En bref
- Saison 2 confirmée pour Bienvenue à Derry
- Kersh reviendra avec un rôle plus central
- Cap sur 1935 et le passé de Pennywise
Le plus intéressant avec cette saison 2 de Ça : Bienvenue à Derry, c’est qu’elle ne semble pas vouloir refaire It en version longue. La série est bien officialisée, mais son pari est ailleurs : fouiller les angles morts du mythe, avec 1935 comme nouveau point d’entrée et un personnage qui peut tout faire basculer, Ingrid Kersh.
Une suite qui refuse la redite
La première saison se déroulait dans les années 1960. Cette fois, la série remonte encore plus loin, jusque dans les années 1930, plus précisément en 1935, pour explorer un cycle plus ancien des massacres liés à Pennywise. Le choix n’a rien d’un détail.
Chez Stephen King, le clown revient tous les 27 ans. Du coup, repartir dans le passé permet aux scénaristes d’éviter le piège évident : retomber sur les événements déjà couverts par les adaptations de 1990 puis par les films sortis entre 2017 et 2019. C’est une manière assez maligne d’élargir l’univers sans casser sa logique.

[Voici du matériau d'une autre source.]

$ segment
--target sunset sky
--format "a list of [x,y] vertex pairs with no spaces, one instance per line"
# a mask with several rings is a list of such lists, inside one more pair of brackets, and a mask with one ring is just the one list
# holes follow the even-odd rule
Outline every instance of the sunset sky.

Pourquoi Kersh compte autant
Au milieu d’un casting annoncé comme largement renouvelé, un retour ressort nettement, celui d’Ingrid Kersh, incarnée par Madeleine Stowe. Et ce n’est visiblement pas un simple clin d’œil pour les fans.
Kersh a déjà marqué les esprits parce qu’elle ne relève pas seulement du registre du monstre ou de la silhouette inquiétante. Le personnage est décrit comme une femme profondément troublée, persuadée d’être la fille de Pennywise. Mais l’histoire est plus tordue, et franchement plus forte.
Le passé de Pennywise devient plus humain
En réalité, le vrai père d’Kersh serait Bob Gray, un artiste de cirque victime du clown. Pennywise aurait ensuite pris son identité pour manipuler sa fille. C’est là que la série change un peu de couleur : on n’est plus seulement dans l’effroi pur, mais dans la manipulation, l’emprise, la confusion.
Cette influence l’aurait poussée jusqu’à sacrifier des patients de Juniper Hill au profit du monstre. Bref, Kersh devient plus qu’une alliée humaine du mal. Elle pourrait être la première véritable victime bienveillante, quelqu’un de brisé plutôt que foncièrement violent.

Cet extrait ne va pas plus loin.